The Memoirs of Takeda Kiyoko

9789048565740
200 pages
Amsterdam University Press
Overview
Ch. Takeda Kiyoko (1917–2018), better known as Takeda Kiyoko (....), was a remarkable woman, whose life-course defied the stereotypes of modern Japanese women. Her memoirs focus on “encounters”—with the individuals whom Takeda met in her travels to Asia, the United States and Europe; through her involvement in organisations such as the YWCA and World Student Christian Federation (WSCF); and with the progressive Japanese thinkers that were the focus of her research (the response of thinkers of the modern period (from 1867) to Christianity). Some of these encounters were fleeting, others were more sustained. Regardless, the influence was enduring.

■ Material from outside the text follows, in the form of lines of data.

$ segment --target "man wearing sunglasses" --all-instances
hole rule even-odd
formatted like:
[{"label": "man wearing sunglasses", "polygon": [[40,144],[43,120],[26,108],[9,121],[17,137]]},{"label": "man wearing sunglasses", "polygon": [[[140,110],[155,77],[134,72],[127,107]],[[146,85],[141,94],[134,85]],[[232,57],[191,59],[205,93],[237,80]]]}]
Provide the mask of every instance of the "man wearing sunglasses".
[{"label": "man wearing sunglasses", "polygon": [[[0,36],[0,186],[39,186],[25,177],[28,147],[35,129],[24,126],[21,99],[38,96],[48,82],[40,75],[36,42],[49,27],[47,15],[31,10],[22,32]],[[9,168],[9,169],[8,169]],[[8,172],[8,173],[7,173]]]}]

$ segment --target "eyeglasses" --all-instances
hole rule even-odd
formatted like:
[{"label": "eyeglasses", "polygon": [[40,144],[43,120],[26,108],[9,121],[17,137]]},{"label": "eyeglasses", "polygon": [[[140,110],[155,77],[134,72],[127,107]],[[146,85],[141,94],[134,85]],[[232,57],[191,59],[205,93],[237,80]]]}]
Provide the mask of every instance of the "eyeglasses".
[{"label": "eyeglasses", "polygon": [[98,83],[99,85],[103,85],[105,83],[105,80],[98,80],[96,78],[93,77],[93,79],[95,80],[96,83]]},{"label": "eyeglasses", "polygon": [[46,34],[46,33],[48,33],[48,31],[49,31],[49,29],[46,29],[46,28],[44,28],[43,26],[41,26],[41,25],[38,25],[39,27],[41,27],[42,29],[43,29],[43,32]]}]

Takeda Kiyoko’s intellectual world expanded through her involvement with Christian organisations such as the YWCA and the WSCF, and when she went to the United States as an exchange student and worked at WSCF headquarters. Her involvement with the World Council of Churches also entailed extensive travel in Asia as well as Europe, and much engaged discussion on the future of ecumenicism. In the 1950s, she contributed to unofficial diplomacy between Japan and other Asian nations and to restoring friendly relations and mutual understanding between Japanese and other Asian people, including Chinese, Filipino, and Indian.
Author Bio
Takeda Kiyoko was co-founder of the Institute of Asian Cultural Studies at the International Christian University (ICU) in Tokyo, where she was based from 1953. She received a PhD in Literature from the University of Tokyo in 1961 and became a professor emerita after her retirement in 1988. Over the course of her career, she published extensively on Christianity in Japan and held leadership positions in ecumenical organizations in Japan and globally. Through involvement in international ecumenical organizations, she contributed to restoring friendly relations and mutual understanding between Japanese and other Asian peoples after the Second World War. She was President (Asia-Pacific) of the World Council of Churches (1971–1975). Vanessa Ward, the translator, is an independent researcher based in Wellington, New Zealand. She has a PhD in East Asian History from the Australian National University and her research focusses on intellectual life and culture in twentieth-century Japan (especially the fifteen-year period after the end of the Second World War).